Senin, 18 Januari 2016

PHK hantui industri tekstil dan sepatu

Alih-alih menguat, industri sepatu & sandal mengalami penurunan menjelang Lebaran. Perihal ini mengejutkan para pemilik pabrik mengingat kontribusi penjualan sebelum Idul Fitri amat sangat krusial.
Menurut Hariyanto, Ketua Umum Asosiasi Persepatuan Indonesia, penjualan product alas kaki kepada musim sebelum & sewaktu Ramadan mampu menyumbangkan 40% sampai 50% penjualan setahun.
“Namun thn ini jumlah itu merosot sedemikian drastis. Yg paling tidak sedikit mengalami penurunan yakni product yg harganya berkisar Rp100.000-an. Merk-merk yg jual product tersebut pernah kaget lantaran kebanyakan kepada masa-masa seperti ini mereka menikmati hasil penjualan yg luar biasa,” kata Hariyanto terhadap jurnalis BBC Indonesia, Jerome Wirawan.
Akibat penurunan penjualan, jumlahnya pabrik mengurangi produksi. Imbasnya, para karyawan tak dapat mendulang pendapatan berlebih.
“Biasanya mereka hingga lewat waktu menjelang Lebaran,” kata Hariyanto.

Image caption
Penjualan product alas kaki terhadap periode sebelum & tatkala Ramadan mampu menyumbangkan 40% sampai 50% penjualan setahun.
Karyawan yg paling merasakan efek tersebut adalah mereka yg bekerja kepada bisnis mungil & menengah (UKM).
Jumlah UKM yg bergerak di sektor produksi alas kaki, kata Hariyanto, akbar tetapi tak terdata.

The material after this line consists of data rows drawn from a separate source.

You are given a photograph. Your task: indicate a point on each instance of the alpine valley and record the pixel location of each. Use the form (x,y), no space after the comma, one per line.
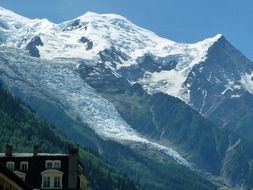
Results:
(168,115)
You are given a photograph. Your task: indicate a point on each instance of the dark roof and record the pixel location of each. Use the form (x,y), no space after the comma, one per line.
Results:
(32,155)
(14,177)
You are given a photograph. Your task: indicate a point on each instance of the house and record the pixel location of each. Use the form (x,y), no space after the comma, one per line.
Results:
(45,170)
(9,181)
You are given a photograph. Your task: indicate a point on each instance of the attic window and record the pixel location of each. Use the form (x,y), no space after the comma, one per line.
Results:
(57,164)
(10,165)
(24,166)
(49,164)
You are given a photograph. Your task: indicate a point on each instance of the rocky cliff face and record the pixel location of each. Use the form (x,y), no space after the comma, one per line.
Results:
(114,81)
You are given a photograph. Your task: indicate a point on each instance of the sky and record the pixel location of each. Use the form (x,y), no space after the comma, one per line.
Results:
(179,20)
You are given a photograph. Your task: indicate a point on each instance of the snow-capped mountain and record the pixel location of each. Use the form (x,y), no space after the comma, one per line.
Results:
(73,66)
(57,78)
(158,64)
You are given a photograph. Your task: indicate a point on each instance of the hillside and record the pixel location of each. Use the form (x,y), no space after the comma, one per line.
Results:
(23,129)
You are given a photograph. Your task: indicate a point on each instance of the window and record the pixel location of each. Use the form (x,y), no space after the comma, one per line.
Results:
(49,164)
(51,179)
(46,181)
(24,166)
(57,181)
(10,166)
(57,164)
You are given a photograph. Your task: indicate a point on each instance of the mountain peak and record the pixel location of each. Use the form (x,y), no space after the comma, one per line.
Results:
(97,16)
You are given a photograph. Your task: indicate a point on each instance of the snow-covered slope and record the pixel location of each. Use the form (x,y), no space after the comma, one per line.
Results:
(59,82)
(87,35)
(158,64)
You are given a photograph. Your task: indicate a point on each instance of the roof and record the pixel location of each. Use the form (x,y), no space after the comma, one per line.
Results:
(14,178)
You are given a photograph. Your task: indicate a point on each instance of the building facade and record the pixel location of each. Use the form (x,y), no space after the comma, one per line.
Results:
(46,171)
(9,181)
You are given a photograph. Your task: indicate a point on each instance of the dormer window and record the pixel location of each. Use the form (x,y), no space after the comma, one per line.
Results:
(10,165)
(49,164)
(57,164)
(24,166)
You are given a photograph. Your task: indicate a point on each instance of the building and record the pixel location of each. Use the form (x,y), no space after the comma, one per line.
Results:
(9,181)
(46,171)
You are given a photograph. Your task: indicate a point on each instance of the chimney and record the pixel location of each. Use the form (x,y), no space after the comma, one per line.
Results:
(73,167)
(35,150)
(8,150)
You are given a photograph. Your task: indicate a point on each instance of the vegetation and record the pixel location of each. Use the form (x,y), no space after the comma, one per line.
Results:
(20,127)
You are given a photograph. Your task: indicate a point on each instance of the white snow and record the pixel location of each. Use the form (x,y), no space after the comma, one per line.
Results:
(105,31)
(247,82)
(59,80)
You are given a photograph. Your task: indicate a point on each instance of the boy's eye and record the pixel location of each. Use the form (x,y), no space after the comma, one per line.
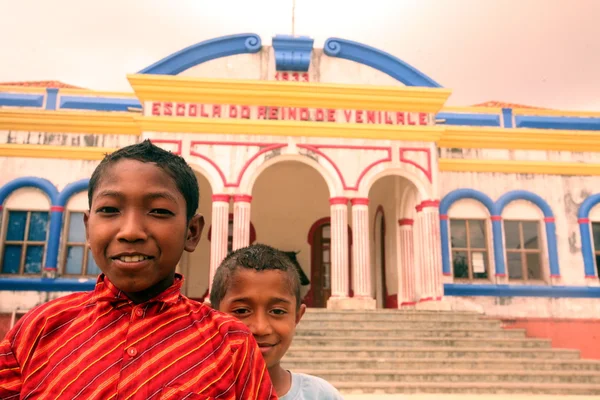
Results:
(161,211)
(107,210)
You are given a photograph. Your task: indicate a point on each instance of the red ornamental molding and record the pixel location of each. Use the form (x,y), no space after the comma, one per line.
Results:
(242,198)
(360,201)
(428,203)
(404,159)
(263,148)
(166,141)
(406,222)
(334,201)
(221,197)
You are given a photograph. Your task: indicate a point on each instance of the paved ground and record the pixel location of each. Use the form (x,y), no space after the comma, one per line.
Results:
(461,397)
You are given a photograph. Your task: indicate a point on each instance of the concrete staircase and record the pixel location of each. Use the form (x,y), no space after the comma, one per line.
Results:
(397,351)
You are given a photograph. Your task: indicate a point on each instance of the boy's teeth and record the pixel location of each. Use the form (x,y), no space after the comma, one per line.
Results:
(132,258)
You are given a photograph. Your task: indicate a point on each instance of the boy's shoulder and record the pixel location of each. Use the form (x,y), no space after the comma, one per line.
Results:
(61,307)
(226,324)
(306,386)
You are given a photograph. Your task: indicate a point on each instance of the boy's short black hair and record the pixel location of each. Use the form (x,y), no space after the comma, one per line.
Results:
(172,164)
(258,257)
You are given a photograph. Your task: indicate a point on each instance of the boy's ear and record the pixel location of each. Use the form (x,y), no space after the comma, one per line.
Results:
(86,217)
(195,227)
(300,313)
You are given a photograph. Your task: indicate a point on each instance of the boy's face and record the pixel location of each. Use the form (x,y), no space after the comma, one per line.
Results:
(137,228)
(264,301)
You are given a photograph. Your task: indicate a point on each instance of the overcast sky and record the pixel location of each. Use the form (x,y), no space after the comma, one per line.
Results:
(537,52)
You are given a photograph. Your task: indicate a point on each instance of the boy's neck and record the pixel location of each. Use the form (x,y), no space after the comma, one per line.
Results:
(153,291)
(281,379)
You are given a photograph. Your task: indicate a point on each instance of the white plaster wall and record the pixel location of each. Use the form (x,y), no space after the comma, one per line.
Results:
(564,194)
(241,66)
(195,266)
(539,307)
(337,70)
(288,198)
(385,192)
(59,172)
(66,139)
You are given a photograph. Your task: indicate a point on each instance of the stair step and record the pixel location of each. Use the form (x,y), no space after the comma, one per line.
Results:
(404,333)
(427,353)
(416,341)
(340,316)
(471,387)
(448,375)
(322,323)
(574,366)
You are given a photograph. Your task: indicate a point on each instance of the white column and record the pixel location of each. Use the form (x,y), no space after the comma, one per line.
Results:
(218,238)
(431,287)
(361,256)
(407,272)
(241,221)
(339,247)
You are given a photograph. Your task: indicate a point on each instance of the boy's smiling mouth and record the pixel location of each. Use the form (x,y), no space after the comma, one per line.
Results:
(131,259)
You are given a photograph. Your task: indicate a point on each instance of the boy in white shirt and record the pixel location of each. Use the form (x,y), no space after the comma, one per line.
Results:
(259,285)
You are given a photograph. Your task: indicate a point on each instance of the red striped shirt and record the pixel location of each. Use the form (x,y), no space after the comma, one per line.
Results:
(100,345)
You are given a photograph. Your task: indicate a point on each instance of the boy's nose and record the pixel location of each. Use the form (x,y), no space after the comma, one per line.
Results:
(132,228)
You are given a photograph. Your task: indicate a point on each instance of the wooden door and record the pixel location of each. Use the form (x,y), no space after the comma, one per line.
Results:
(321,284)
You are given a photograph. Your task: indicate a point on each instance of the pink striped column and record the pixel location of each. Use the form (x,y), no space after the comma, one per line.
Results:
(407,262)
(361,260)
(339,247)
(430,284)
(218,239)
(241,221)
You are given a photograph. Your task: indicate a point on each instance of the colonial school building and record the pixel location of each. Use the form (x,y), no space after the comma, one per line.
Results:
(345,155)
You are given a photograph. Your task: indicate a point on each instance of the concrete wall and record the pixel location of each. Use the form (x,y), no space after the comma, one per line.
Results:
(288,198)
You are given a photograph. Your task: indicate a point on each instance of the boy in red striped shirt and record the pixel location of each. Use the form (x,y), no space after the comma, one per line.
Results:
(135,336)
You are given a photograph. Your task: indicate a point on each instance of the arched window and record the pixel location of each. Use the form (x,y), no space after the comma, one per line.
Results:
(529,236)
(230,234)
(24,233)
(465,232)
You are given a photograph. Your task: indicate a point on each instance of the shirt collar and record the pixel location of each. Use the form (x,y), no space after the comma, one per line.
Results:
(106,291)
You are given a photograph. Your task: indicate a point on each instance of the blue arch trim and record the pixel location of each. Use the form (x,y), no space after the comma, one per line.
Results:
(547,122)
(462,119)
(380,60)
(205,51)
(445,205)
(586,235)
(292,53)
(70,190)
(460,194)
(504,200)
(29,181)
(509,197)
(98,103)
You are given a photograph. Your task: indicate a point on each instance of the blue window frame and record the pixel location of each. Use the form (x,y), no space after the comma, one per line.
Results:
(77,256)
(24,242)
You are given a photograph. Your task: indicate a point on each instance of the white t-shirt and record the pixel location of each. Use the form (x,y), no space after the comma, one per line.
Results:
(308,387)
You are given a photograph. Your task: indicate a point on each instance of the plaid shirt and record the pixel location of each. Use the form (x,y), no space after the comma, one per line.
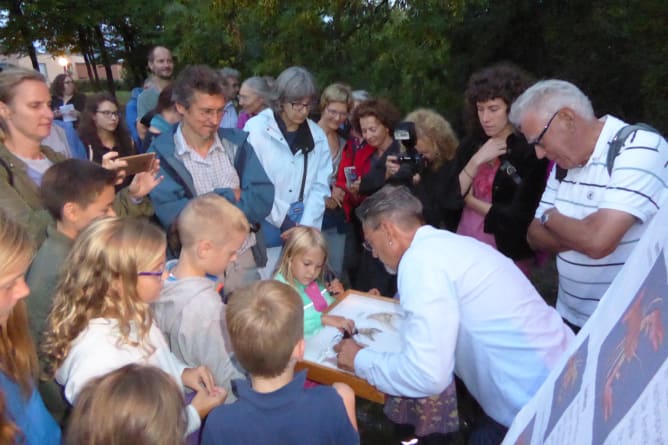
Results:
(215,170)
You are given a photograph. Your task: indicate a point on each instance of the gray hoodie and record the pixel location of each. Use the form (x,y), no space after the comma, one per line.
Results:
(191,315)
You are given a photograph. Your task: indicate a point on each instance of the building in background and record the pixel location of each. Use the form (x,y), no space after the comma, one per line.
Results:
(51,65)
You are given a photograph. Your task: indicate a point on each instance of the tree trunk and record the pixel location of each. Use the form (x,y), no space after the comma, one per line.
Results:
(20,18)
(129,37)
(105,60)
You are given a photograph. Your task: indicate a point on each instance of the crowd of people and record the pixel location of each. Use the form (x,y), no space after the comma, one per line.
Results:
(174,303)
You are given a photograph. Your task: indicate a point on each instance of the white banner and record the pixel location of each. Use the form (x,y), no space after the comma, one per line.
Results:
(611,387)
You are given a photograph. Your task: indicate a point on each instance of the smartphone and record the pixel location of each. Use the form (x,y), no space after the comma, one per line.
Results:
(351,174)
(137,163)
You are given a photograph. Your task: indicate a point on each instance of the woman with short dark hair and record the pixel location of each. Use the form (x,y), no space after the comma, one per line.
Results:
(501,179)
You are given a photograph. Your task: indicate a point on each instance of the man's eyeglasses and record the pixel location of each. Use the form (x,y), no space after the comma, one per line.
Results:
(545,128)
(109,114)
(157,273)
(335,113)
(211,112)
(298,106)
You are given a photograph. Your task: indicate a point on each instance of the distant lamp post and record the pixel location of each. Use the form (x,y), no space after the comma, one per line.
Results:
(62,61)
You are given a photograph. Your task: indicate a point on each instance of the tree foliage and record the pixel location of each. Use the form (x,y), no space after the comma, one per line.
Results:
(415,52)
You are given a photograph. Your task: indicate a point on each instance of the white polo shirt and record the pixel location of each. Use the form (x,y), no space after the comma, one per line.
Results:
(638,186)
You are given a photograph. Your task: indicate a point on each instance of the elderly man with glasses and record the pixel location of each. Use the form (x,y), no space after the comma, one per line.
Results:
(594,208)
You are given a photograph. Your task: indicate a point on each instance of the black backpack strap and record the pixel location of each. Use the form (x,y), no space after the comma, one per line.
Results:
(10,173)
(619,140)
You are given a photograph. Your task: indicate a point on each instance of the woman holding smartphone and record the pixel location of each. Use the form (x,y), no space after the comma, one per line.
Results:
(102,130)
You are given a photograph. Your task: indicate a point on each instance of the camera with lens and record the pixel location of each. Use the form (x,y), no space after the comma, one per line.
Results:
(404,132)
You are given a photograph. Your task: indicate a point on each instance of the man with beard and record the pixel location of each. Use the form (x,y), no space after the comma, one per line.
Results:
(161,66)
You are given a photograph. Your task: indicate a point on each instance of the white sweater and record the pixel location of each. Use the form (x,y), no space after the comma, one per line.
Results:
(95,352)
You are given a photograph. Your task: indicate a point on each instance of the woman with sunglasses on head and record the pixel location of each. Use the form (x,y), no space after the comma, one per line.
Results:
(295,155)
(501,180)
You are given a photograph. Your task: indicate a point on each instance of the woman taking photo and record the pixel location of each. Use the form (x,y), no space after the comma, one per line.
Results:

“Home industry kebanyakan punyai karyawan 20 orang. Nah, bayangkan bila jumlah home industry ribuan. Demikian produksi berakhir, usaha-usaha tersebut tak miliki pendapatan buat menggaji karyawan yg diupah per hri,” ujarnya.
Merumahkan karyawan
Tidak Cuma industri sepatu, industri yg terimbas perlambatan ekonomi merupakan industri tekstil.
Selagi enam bln terakhir, sedikitnya 18 pabrik tekstil sudah berakhir beroperasi & merumahkan karyawannya.

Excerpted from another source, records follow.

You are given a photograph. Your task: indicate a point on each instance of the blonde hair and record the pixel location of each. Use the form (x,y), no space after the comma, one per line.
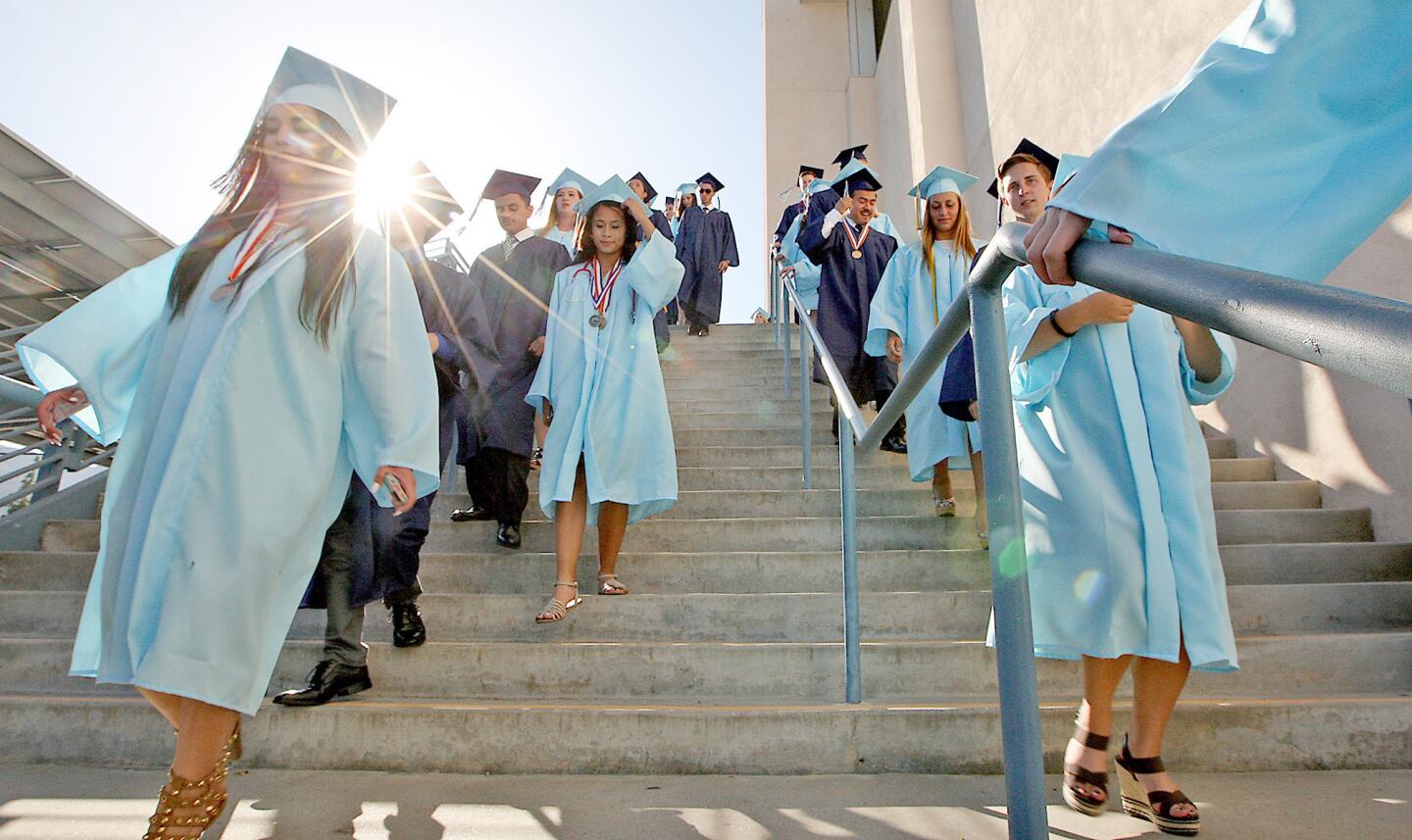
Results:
(960,234)
(552,222)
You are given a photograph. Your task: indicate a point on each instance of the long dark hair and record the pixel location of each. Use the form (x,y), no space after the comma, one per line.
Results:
(328,256)
(587,250)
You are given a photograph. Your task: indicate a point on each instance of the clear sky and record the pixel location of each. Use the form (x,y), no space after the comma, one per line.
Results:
(148,100)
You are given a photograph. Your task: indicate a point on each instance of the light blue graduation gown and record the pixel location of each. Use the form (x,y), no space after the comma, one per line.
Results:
(1116,486)
(806,274)
(239,431)
(905,305)
(564,237)
(1284,147)
(606,388)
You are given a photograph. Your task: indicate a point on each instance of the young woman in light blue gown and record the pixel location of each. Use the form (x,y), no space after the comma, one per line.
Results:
(918,287)
(1120,526)
(247,374)
(609,455)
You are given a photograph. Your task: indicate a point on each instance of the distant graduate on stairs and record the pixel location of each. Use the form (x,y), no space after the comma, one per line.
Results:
(514,278)
(706,260)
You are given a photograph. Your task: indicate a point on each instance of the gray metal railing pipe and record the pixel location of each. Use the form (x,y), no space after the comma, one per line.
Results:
(1008,573)
(1360,335)
(841,397)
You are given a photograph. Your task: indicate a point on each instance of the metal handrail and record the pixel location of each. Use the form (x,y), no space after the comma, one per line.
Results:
(1360,335)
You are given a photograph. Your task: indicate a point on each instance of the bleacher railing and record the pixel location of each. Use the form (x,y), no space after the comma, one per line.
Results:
(1360,335)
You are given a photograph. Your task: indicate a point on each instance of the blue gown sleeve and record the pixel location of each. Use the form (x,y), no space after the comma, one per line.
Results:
(100,345)
(390,404)
(654,272)
(887,314)
(1281,150)
(541,388)
(1026,310)
(1199,393)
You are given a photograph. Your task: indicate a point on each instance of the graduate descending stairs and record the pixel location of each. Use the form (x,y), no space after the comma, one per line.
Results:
(728,654)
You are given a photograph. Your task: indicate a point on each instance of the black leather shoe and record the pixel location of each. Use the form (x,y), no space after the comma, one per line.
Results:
(328,680)
(408,628)
(472,515)
(509,535)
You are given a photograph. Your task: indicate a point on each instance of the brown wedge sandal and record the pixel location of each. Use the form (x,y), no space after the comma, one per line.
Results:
(1075,775)
(1155,807)
(557,610)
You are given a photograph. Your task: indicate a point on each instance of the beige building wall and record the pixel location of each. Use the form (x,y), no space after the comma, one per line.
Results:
(959,82)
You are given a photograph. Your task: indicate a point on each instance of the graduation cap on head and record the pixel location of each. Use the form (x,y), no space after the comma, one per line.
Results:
(430,195)
(647,186)
(850,154)
(1030,148)
(358,108)
(937,181)
(856,175)
(568,178)
(503,183)
(615,189)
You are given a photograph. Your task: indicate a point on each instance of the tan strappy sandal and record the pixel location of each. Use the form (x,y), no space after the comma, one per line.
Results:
(610,585)
(185,810)
(557,610)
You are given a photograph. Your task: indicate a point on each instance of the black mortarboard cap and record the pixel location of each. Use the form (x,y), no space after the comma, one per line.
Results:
(503,182)
(853,151)
(647,186)
(1031,148)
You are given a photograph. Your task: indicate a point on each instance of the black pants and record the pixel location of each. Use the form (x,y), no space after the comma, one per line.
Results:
(497,480)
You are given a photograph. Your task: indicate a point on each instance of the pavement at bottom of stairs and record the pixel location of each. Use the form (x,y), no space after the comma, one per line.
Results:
(77,804)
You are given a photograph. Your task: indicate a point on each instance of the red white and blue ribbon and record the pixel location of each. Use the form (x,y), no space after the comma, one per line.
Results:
(602,287)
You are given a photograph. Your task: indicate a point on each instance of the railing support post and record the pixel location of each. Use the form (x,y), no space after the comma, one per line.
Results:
(777,297)
(783,314)
(853,679)
(805,361)
(1010,580)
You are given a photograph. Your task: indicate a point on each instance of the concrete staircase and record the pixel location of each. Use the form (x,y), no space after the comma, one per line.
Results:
(728,656)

Ade Sudradjat, selaku Ketua Umum Asosiasi Pertekstilan Indonesia, mengemukakan benar-benar belum ada pemutusan jalinan kerja (PHK) besar-besaran. Tapi, jam kerja karyawan banyaknya pabrik waktu ini jadi lebih pendek sebab product tak mampu dipasarkan.

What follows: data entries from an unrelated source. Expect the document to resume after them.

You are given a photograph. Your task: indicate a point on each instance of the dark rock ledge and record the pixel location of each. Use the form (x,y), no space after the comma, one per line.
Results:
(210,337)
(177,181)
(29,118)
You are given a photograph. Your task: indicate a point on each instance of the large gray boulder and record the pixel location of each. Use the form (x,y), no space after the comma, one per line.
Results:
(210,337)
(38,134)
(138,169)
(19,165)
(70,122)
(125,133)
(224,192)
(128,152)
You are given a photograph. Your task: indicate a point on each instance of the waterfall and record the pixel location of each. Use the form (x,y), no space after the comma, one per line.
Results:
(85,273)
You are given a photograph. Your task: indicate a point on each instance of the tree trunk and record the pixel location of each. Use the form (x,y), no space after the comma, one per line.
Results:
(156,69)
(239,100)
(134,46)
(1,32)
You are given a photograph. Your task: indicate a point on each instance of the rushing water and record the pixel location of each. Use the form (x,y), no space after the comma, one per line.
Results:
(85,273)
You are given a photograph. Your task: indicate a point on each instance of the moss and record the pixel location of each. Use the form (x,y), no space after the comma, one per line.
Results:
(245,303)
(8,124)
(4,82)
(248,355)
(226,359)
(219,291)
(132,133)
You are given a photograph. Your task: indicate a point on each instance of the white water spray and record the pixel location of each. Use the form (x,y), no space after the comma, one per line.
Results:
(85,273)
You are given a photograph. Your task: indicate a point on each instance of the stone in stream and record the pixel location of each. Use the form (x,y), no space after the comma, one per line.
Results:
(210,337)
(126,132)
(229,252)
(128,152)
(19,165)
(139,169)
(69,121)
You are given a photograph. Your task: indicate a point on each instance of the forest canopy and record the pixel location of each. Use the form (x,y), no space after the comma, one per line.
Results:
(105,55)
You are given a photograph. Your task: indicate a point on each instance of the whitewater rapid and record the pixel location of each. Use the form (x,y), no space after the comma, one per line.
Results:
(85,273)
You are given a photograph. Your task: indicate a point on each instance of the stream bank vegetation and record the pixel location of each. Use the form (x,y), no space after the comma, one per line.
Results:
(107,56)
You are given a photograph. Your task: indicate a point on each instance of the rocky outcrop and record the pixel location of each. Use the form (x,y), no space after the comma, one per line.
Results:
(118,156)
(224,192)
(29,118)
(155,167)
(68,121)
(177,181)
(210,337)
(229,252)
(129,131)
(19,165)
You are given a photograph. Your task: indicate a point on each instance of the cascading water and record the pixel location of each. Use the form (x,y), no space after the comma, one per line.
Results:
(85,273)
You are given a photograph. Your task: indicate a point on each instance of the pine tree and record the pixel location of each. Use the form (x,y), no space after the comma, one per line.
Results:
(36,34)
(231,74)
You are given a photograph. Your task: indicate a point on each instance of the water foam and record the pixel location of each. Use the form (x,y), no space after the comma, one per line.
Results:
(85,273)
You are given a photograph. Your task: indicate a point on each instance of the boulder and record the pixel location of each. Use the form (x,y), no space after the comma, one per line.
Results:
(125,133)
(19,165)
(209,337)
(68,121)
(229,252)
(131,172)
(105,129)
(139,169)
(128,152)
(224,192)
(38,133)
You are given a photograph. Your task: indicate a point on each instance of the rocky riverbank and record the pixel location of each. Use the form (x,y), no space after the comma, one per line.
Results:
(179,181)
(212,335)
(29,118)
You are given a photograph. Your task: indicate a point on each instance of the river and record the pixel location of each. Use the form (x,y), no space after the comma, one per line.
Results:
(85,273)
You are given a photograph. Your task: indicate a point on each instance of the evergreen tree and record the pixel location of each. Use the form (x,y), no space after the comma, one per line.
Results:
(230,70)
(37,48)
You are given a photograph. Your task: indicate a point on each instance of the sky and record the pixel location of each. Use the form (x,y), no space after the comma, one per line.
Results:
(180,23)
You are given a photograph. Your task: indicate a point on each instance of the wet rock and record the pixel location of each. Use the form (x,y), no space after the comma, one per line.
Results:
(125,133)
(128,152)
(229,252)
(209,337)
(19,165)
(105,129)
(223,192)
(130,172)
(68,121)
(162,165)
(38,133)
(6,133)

Penyebab mandeknya penjualan, kata Ade, disebabkan daya beli penduduk yg lemah & tingginya ongkos produksi.

Image caption
Tatkala enam bln terakhir, sedikitnya 18 pabrik tekstil sudah berakhir beroperasi & merumahkan karyawannya.
Adapun tingginya ongkos produksi terdiri dari sebanyak hal, seperti kenaikan tarif listrik, asuransi, pula kewajiban pebisnis buat membayar dana pensiun & pesangon lewat BPJS (Tubuh Penyelenggara Jaminan Sosial).
Penuturan Ade diamini Kepala Instansi Penyelidikan Ekonomi & Penduduk Kampus Indonesia, I Kadek Dian Sutrisna Artha.
Katanya, PHK berjalan selama buruh meminta kenaikan penghasilan di tengah melemahnya nilai pindai rp pada dolar Amerika Serikat. Bidang yg paling parah terkena pukulan ini yakni industri padat karya, semisal industri tekstil & industri alas kaki.
Berdasarkan data kementerian Perindustrian, industri tekstil & product tekstil juga industri, alas kaki menyumbangkan devisa ekspor non migas senilai US$17,32 miliar kepada 2014.
Adapun penyerapan tenaga kerja ke-2 industri tersebut mencapai 15,1% dari keseluruhan tenaga kerja industri manufaktur.